We have audited the Standalone financial statements of Tiaan Consumer Limited ("the
Company"), which comprise the balance sheet as at March 31,2024, and the statement of
profit and loss (including other comprehensive income), the statement of changes in
equity and the statement of cash flows for the year then ended, and notes to the financial
statements, including a summary of significant accounting policies and other
explanatory information.

In our opinion and to the best of our information and according to the explanations given
to us, except for the possible effects of the matter described in the Basis for
Qualified
Opinion
paragraph, the aforesaid standalone financial statements give the information
required by the Act in the manner so required and give a true and fair view in conformity
with the accounting principles generally accepted in India of the state of affairs of the
Company as at 31st March 2024, and its profit/loss Rs. (31,15,611) and its cash flows for
the year ended on that date:

Basis for Qualified opinion

The Company has Capital Work in Progress for Rs.75,00,000/- in previous financial year
and they write off the whole Capital Work in Progress of Rs.75,00,000/- during current
financial year. However, Company is unable to explain the nature of Capital Work in
Progress and also unable to provide any conclusive evidence for this Capital Work in
Progress writing of. In the Auditor judgement this write off could be Material but not in
Pervasive in nature.

The Company's inventories are carried in the Balance sheet as at 31-03-2024
Rs.3,42,03,000.

Management has not stated the inventories at the lower of cost and net realizable value
but has stated them solely at cost (thoroughly management has stated inventories at
same cost since previous year till following current year), which

fSf V,

constitute a departure from the Accounting Standard prescribed under section 133
of the Companies Act, 2013.

The Company's record indicates that, had management stated the inventories at the
lower of cost and net releasable value, however their net releasable value is doubtful
in auditor's conviction & it would have been required to write the inventories down
to their net releasable value. Accordingly, cost of sales would have been increased
by write down value, and income tax, net income and shareholder's fund would have
been reduced accordingly.

The Company has purchased a share of Prism Security Pvt Ltd. for Rs. 6,00,00,000/-
from Victory Software Pvt Ltd on partly payment & partly credit basis, however
management is unable to provide the sufficient audit evidence for purchase ofshare.
Company is unable to provide Purchase agreement of share from Victory Software
to verify the agreement and their terms & condition to pay the Victory Software
against these share purchase.

Also Company doesn't have any board resolution for the utilization of fund into this
invest of share or purchase these shares from Victory Software Pvt Ltd
Such kind of Investment and utilization purpose of Investment and management
prerequisites are not found up to ours convition.
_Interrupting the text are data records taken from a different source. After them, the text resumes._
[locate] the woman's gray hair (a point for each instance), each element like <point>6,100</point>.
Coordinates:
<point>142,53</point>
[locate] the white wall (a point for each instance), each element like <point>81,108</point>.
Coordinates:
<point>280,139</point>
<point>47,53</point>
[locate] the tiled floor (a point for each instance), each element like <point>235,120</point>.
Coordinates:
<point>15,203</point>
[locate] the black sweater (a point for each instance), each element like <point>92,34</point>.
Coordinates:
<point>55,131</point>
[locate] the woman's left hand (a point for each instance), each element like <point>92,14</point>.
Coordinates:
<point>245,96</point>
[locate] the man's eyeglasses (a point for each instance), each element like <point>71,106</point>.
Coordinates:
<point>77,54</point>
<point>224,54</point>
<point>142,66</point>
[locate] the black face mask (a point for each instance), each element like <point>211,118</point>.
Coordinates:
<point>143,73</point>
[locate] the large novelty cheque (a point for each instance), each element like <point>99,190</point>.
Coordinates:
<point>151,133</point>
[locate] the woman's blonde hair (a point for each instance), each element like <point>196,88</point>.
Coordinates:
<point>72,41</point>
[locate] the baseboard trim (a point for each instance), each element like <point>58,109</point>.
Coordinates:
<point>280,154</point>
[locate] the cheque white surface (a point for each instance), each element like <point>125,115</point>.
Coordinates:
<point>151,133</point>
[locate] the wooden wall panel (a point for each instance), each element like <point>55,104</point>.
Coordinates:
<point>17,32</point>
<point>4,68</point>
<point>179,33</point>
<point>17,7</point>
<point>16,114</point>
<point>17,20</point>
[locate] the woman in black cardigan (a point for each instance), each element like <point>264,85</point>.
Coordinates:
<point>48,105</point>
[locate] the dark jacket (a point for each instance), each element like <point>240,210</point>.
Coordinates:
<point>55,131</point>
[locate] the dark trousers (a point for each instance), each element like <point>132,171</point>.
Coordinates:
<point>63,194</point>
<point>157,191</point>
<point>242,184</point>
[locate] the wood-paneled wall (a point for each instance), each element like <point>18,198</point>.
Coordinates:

We conducted our audit in accordance with the standards on auditing specified
under section 143 (10) of the Companies Act, 2013. Our responsibilities under those
Standards are further described in the auditor's responsibilities for the audit of the
financial statements section of our report We are independent of the Company in
accordance with the code of ethics issued by the Institute of Chartered Accountants
of India together with the ethical requirements that are relevant to our audit of the
financial statements under the provisions of the Act and the rules there under, and
we have fulfilled our other ethical responsibilities in accordance with these
requirements and the code of ethics.

We believe that the audit evidence we have obtained is sufficient and appropriate
however, there is some audit evidence which is not provided by the management and
it could be Material but not Pervasive in nature, provide a basis for our qualified
opinion.

In our opinion and to the best of our information and according to the explanations
given to us, the aforesaid financial statements give the information required by the
Act in the manner so required and give a true and fair view in conformity with the
accounting principles generally accepted in India of the state of affairs of the
Company as at 31st March 2024, its profit/loss statement and its cash flows
statement for the year ended on that date.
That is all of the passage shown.